BAKU, Azerbaijan, Oct.26
By Leman Zeynalova – Trend:
High oil prices will improve Azerbaijan’s external balance by increase the current account balance surplus, Dmitry Pankin, President of the Black Sea Trade and Development Bank (BSTDB) said in an exclusive interview with Trend.
"This will be translated into higher reserves and will pile up pressure on the real exchange rate, which can negatively impact non-oil exports. It is well known that Azerbaijan’s oil reserves are finite and oil prices are volatile. For that reason, Azerbaijan has been pursuing the policy of increasing the share of the non-oil sectors in the economy. This, in turn, depends on the competitive exchange rate.

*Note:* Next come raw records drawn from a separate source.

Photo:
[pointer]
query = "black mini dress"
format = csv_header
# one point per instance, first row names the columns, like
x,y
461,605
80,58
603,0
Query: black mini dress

We believe that authorities in Azerbaijan are aware of this fact. So, rather than spend all the revenues from the increased oil and gas revenues, Azerbaijan will probably try to save as much as possible in the sovereign wealth fund (SOFAZ) for the later generations and to be used when the country will face shocks. This policy will improve Azerbaijan’s resiliency as higher reserves are generally translated into higher creditworthiness. Higher creditworthiness will be translated into the availability of cheaper financing options. The key element in here would be to streamline additional oil revenues and cheaper funding to investments rather than current spendings either by the public sector or households,” said the BSTDB president.
Pankin pointed out that however, uncontrolled spending of the oil revenues might create a bubble that can explode anytime, increasing contingent liabilities on the public sector and undermining other sectors of the economy.
“Up to now, particularly after 2008/9 global financial crisis, we have seen generally cautious policy in Azerbaijan and our other member countries. Based on this past experience and statements and strategies, there are all the reasons to believe that Azerbaijan will take a cautious line, by saving more of the oil and gas windfall and use it as an important element for better creditworthiness that will be helpful for the non-oil sectors of the economy,” he added.